To retrace this journey is to negotiate the passage from the idea of America as something necessarily different from the rest of the world to that of its having made a difference in the whole world. Although the contest between Newman’s modern energies and the Bellegardes’ ancient formality does not distinguish James’s novel from most of the important fiction and poetry written in England throughout the nineteenth century, the theme is nevertheless American in that the debate over the relative primacy and value of these two opposed ideas was precipitated by the discovery of America. It arose in the Renaissance as a quarrel between the “ancients” and the “moderns” concerning the ability of established forms of knowledge to accommodate this new and original discovery, and it grew increasingly urgent throughout the seventeenth and eighteenth centuries as the tide of revolutionary energies loosed by the discovery gradually undermined the structures of knowledge and belief that had sustained Western civilization for nearly two thousand years. By the time James arrived on the scene, in the 1870s, the struggle had reached its crisis. In Europe and in America alike, the forces of reaction had retired behind the barricades of traditional belief, while the modern barbarians proceeded to sack the palaces of government, religion, and art.

Given the historical origins of James’s theme, his dramatization of it as the invasion of a feudal barony by a democratic American adventurer seems wonderfully appropriate.
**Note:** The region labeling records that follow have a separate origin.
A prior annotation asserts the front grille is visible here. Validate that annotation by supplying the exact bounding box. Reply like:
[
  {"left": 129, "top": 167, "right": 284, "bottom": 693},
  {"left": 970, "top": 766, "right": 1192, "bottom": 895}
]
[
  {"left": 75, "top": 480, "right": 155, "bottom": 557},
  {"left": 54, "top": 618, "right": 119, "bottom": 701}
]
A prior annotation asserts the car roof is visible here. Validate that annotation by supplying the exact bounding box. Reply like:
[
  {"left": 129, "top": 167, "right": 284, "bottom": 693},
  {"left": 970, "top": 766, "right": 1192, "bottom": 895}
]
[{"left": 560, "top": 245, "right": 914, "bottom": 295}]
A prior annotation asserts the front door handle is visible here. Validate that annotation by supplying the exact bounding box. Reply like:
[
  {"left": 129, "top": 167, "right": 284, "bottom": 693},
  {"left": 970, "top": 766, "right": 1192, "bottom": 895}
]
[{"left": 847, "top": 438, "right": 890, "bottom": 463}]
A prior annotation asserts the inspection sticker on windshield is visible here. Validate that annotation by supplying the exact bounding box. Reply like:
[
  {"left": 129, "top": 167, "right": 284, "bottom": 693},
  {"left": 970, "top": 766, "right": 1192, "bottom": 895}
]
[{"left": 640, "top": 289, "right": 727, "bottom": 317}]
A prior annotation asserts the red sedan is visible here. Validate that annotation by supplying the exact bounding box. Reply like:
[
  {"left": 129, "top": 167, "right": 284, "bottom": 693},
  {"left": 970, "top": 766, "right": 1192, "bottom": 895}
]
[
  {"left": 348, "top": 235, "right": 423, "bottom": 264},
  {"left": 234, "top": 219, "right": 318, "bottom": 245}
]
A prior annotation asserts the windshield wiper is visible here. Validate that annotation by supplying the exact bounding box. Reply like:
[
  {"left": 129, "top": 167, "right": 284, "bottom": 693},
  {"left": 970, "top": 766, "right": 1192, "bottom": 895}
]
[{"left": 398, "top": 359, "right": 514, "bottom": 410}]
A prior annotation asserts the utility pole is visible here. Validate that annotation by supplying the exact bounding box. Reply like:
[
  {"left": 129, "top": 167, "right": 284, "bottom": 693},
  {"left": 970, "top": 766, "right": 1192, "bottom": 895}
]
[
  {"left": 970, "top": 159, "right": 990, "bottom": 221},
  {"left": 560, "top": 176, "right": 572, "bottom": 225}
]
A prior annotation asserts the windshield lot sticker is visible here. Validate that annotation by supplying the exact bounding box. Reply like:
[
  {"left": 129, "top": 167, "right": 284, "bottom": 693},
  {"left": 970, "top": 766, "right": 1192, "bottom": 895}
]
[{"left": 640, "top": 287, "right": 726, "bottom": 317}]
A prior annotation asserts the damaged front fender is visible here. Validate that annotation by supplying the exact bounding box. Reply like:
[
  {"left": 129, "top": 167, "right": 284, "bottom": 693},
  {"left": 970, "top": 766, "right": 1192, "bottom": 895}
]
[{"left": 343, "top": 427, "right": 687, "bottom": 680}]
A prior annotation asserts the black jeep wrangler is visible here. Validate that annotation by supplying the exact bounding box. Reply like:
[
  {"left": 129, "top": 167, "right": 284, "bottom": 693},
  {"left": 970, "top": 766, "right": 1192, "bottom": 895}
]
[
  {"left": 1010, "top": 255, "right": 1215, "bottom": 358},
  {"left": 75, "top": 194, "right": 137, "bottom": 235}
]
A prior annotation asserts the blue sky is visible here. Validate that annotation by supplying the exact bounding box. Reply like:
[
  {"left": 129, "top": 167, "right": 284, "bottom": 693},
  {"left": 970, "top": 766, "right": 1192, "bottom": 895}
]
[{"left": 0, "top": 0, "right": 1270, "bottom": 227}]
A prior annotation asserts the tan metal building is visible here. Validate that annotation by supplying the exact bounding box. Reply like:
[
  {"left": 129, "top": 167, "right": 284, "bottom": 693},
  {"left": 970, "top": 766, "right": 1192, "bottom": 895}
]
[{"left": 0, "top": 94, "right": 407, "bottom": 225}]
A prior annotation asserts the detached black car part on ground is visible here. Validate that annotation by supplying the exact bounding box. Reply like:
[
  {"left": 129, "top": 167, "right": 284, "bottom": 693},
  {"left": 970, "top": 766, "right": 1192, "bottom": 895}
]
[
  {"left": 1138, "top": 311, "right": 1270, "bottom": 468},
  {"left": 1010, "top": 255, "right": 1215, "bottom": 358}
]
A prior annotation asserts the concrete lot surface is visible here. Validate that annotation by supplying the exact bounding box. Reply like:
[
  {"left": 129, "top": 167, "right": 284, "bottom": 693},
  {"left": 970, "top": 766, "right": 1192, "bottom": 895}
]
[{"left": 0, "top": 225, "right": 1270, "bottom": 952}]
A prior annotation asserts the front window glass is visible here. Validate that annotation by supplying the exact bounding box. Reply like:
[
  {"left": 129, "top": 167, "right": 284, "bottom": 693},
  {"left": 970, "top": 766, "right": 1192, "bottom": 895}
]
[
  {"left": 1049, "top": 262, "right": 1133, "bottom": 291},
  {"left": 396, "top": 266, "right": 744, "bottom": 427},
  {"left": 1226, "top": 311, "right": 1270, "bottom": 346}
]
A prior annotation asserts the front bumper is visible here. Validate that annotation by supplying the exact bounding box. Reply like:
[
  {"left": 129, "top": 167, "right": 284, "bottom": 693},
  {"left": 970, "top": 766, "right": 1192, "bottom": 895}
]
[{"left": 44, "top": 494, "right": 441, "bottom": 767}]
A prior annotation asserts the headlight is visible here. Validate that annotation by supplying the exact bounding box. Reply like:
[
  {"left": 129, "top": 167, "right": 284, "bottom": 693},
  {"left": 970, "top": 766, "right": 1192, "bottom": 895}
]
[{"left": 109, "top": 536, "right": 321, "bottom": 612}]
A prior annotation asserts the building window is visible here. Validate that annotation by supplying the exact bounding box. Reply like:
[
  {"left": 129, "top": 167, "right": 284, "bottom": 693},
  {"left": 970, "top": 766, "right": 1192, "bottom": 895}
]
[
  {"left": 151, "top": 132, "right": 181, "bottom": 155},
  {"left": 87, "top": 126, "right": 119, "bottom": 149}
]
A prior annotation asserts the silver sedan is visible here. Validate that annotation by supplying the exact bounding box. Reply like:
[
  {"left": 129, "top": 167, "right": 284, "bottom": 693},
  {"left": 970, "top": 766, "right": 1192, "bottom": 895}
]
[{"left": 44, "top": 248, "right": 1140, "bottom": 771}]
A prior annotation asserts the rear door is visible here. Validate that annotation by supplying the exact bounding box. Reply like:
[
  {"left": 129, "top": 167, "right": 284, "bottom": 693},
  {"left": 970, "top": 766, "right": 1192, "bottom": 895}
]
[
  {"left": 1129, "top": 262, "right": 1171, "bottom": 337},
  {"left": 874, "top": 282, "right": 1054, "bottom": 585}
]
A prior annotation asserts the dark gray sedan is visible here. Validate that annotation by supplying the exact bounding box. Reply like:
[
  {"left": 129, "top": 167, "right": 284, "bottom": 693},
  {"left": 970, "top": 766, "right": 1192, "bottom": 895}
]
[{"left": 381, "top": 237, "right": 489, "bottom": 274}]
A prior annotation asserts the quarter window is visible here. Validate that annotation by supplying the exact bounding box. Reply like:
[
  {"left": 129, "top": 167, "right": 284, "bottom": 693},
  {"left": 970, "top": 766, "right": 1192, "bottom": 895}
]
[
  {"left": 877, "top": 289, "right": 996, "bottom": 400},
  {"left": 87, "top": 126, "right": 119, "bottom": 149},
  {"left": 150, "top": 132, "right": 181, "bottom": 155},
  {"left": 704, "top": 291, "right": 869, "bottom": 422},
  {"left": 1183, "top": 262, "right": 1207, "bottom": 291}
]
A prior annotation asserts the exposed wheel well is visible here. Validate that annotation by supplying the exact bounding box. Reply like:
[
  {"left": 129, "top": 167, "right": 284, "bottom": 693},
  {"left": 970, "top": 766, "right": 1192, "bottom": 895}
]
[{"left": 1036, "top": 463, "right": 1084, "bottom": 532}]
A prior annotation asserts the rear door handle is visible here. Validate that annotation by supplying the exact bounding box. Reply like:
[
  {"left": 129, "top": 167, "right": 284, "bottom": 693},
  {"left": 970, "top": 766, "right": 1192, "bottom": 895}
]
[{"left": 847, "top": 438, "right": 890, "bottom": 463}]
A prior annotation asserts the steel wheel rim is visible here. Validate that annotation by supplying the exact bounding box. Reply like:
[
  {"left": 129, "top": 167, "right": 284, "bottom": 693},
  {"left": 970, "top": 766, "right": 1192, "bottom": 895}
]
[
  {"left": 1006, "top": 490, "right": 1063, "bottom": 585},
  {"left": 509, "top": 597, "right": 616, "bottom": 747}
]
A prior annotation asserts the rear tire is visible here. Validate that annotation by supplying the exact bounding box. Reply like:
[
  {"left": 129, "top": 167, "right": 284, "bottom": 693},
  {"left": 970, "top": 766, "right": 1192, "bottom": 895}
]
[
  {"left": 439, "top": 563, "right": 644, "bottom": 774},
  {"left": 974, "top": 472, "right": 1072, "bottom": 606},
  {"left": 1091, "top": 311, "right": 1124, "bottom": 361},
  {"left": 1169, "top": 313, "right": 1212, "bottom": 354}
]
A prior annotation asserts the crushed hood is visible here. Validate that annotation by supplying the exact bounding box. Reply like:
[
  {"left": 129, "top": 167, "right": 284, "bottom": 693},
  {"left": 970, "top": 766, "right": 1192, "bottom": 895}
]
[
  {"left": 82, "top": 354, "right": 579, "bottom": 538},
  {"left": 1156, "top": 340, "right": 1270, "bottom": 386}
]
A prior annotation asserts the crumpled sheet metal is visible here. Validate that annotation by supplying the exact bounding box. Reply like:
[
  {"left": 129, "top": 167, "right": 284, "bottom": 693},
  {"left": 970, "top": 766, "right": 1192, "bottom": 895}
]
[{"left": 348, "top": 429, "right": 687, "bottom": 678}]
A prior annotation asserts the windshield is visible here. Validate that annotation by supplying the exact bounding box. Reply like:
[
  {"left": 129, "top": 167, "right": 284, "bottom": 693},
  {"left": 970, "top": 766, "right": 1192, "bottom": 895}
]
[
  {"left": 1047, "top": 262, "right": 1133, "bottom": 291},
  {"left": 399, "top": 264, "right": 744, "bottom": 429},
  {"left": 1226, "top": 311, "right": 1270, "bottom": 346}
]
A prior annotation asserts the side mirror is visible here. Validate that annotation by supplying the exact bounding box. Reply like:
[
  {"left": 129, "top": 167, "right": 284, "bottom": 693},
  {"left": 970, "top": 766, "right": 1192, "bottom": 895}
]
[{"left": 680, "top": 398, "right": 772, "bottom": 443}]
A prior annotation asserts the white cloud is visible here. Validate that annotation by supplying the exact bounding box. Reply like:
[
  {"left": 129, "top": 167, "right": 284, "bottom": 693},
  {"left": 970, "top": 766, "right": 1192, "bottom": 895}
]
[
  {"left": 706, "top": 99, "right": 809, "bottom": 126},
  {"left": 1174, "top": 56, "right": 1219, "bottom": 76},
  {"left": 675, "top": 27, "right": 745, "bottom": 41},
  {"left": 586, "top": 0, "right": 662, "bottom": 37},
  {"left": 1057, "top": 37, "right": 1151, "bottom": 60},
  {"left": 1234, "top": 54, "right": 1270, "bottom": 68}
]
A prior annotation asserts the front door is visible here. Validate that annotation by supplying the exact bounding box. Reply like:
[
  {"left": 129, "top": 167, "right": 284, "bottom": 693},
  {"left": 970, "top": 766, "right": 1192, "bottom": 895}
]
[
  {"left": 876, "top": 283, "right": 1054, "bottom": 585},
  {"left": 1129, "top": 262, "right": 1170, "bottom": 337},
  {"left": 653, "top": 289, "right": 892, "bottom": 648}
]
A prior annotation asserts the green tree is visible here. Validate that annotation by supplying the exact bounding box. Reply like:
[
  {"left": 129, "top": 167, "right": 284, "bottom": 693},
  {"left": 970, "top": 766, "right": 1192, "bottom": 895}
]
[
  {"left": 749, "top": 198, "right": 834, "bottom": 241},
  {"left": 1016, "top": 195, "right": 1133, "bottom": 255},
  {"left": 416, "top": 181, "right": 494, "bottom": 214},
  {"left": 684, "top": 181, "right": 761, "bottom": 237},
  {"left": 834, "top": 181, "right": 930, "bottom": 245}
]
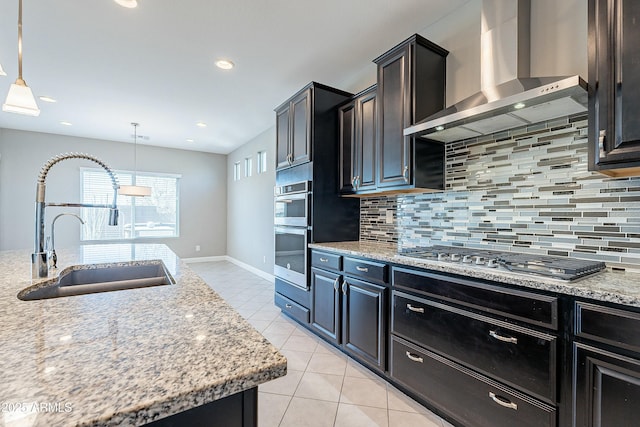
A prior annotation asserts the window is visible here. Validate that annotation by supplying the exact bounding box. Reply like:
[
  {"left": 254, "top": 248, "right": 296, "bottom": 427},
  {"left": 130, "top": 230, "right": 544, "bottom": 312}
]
[
  {"left": 233, "top": 162, "right": 240, "bottom": 181},
  {"left": 258, "top": 151, "right": 267, "bottom": 173},
  {"left": 244, "top": 157, "right": 253, "bottom": 178},
  {"left": 80, "top": 168, "right": 180, "bottom": 240}
]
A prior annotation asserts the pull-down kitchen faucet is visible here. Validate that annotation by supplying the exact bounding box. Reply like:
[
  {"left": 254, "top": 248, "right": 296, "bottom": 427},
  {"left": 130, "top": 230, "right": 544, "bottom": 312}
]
[{"left": 31, "top": 153, "right": 118, "bottom": 277}]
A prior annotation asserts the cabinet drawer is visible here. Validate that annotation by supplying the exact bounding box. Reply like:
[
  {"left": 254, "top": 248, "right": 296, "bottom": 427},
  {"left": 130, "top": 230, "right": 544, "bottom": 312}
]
[
  {"left": 392, "top": 267, "right": 558, "bottom": 330},
  {"left": 575, "top": 301, "right": 640, "bottom": 352},
  {"left": 391, "top": 337, "right": 556, "bottom": 427},
  {"left": 311, "top": 250, "right": 342, "bottom": 271},
  {"left": 343, "top": 257, "right": 389, "bottom": 283},
  {"left": 275, "top": 293, "right": 309, "bottom": 323},
  {"left": 391, "top": 291, "right": 557, "bottom": 403}
]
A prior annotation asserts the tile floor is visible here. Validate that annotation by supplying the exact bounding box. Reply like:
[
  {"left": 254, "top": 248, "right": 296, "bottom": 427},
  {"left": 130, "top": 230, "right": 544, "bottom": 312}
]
[{"left": 190, "top": 261, "right": 451, "bottom": 427}]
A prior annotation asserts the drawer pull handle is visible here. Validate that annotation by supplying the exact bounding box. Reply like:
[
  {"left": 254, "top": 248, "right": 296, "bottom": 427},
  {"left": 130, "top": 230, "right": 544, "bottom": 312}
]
[
  {"left": 489, "top": 331, "right": 518, "bottom": 344},
  {"left": 489, "top": 392, "right": 518, "bottom": 411},
  {"left": 406, "top": 351, "right": 424, "bottom": 363},
  {"left": 407, "top": 304, "right": 424, "bottom": 313}
]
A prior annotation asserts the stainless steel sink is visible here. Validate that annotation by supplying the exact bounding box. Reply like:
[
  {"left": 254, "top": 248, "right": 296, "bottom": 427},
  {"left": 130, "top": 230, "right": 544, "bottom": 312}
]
[{"left": 18, "top": 263, "right": 175, "bottom": 301}]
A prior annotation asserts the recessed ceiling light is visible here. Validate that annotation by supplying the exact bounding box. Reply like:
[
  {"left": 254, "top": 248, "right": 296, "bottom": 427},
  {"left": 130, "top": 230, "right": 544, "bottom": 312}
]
[
  {"left": 114, "top": 0, "right": 138, "bottom": 9},
  {"left": 216, "top": 59, "right": 234, "bottom": 70}
]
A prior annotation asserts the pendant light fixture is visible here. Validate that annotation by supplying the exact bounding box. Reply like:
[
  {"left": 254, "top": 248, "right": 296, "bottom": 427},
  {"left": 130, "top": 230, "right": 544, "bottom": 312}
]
[
  {"left": 118, "top": 123, "right": 151, "bottom": 197},
  {"left": 2, "top": 0, "right": 40, "bottom": 116}
]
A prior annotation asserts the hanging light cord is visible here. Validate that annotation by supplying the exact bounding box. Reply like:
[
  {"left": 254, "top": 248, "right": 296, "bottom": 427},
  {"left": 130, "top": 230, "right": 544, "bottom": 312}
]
[
  {"left": 131, "top": 122, "right": 139, "bottom": 181},
  {"left": 18, "top": 0, "right": 24, "bottom": 85}
]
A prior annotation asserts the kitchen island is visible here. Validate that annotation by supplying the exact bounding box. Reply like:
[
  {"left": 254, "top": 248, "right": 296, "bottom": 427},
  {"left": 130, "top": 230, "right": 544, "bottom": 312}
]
[{"left": 0, "top": 244, "right": 287, "bottom": 427}]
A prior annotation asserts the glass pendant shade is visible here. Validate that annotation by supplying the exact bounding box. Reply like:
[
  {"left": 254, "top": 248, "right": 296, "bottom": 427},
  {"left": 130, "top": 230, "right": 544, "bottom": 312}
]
[
  {"left": 2, "top": 79, "right": 40, "bottom": 116},
  {"left": 118, "top": 185, "right": 151, "bottom": 197}
]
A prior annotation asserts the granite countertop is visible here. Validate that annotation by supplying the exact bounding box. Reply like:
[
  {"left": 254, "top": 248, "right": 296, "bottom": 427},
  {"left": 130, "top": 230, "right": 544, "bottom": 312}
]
[
  {"left": 309, "top": 241, "right": 640, "bottom": 307},
  {"left": 0, "top": 244, "right": 287, "bottom": 427}
]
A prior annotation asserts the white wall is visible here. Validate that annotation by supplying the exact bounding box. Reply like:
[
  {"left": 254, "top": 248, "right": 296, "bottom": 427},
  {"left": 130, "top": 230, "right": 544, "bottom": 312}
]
[
  {"left": 227, "top": 126, "right": 276, "bottom": 274},
  {"left": 0, "top": 129, "right": 227, "bottom": 257}
]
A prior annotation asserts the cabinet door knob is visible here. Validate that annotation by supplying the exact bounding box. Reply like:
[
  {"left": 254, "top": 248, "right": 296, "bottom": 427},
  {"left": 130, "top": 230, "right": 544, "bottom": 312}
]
[
  {"left": 402, "top": 166, "right": 409, "bottom": 184},
  {"left": 489, "top": 331, "right": 518, "bottom": 344},
  {"left": 489, "top": 392, "right": 518, "bottom": 411},
  {"left": 405, "top": 351, "right": 424, "bottom": 363},
  {"left": 407, "top": 304, "right": 424, "bottom": 313}
]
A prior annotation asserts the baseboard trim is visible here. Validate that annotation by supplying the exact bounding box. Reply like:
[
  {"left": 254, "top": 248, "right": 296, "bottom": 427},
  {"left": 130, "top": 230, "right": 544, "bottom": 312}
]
[
  {"left": 227, "top": 255, "right": 276, "bottom": 283},
  {"left": 182, "top": 255, "right": 276, "bottom": 283}
]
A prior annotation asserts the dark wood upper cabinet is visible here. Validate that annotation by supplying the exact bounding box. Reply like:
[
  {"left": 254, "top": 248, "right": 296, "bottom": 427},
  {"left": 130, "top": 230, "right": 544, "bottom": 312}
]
[
  {"left": 374, "top": 34, "right": 449, "bottom": 190},
  {"left": 276, "top": 88, "right": 312, "bottom": 169},
  {"left": 275, "top": 82, "right": 353, "bottom": 171},
  {"left": 339, "top": 85, "right": 378, "bottom": 194},
  {"left": 589, "top": 0, "right": 640, "bottom": 176}
]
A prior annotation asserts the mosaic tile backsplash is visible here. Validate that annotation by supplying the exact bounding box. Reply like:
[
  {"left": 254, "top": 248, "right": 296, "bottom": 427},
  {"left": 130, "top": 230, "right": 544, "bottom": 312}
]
[{"left": 360, "top": 115, "right": 640, "bottom": 268}]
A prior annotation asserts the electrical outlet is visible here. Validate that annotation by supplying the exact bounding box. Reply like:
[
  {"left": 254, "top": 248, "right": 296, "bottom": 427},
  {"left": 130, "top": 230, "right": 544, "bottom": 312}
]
[{"left": 386, "top": 209, "right": 393, "bottom": 224}]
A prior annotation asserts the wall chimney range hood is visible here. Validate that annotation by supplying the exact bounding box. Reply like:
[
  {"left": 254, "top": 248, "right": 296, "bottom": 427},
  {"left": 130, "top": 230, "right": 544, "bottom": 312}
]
[{"left": 404, "top": 0, "right": 588, "bottom": 142}]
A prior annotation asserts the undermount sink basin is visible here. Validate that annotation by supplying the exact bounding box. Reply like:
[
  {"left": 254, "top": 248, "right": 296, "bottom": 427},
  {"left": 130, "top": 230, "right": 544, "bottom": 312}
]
[{"left": 18, "top": 263, "right": 175, "bottom": 301}]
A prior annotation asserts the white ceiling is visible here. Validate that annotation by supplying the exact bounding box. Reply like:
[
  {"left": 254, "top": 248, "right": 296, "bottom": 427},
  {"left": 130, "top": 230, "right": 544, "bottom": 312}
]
[{"left": 0, "top": 0, "right": 469, "bottom": 154}]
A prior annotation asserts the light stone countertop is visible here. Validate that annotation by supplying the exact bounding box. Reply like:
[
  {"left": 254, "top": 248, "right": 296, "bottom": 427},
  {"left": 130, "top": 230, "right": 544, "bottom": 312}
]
[
  {"left": 0, "top": 244, "right": 287, "bottom": 427},
  {"left": 309, "top": 241, "right": 640, "bottom": 307}
]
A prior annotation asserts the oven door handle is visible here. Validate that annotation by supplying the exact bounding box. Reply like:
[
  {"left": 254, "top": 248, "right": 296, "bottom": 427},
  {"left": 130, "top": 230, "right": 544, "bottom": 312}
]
[{"left": 273, "top": 226, "right": 307, "bottom": 236}]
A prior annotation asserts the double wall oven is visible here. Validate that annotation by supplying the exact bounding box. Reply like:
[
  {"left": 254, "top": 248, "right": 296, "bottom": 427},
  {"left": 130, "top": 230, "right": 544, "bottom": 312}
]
[{"left": 273, "top": 181, "right": 311, "bottom": 290}]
What keeps it from seeming peculiarly American is that the contest between Old World forms and New World energies is resolved in the novel entirely on Old World terms. If the Bellegardes wrong Newman by reverting to their ancient principles, he triumphs over them by refusing to pursue his ambition beyond the bounds of his conscience. American “good nature” manifests itself not in a decisive action that creates its own moral value but in a refusal to act, and it is no accident that Newman’s decision is wholly agreeable to the Bellegardes. The resolution is Old Worldly in a structural sense as well. In surrendering his power over the Bellegardes to the moral form of his “good nature,” Newman shapes his actions to the moral form that James imposed upon the novel long before he wrote it. Although Newman discovers the limits of his good nature in his desire for revenge, he cannot overstep those limits if the novel is to arrive at its conclusion with its moral, the superiority of American conscience, still in hand.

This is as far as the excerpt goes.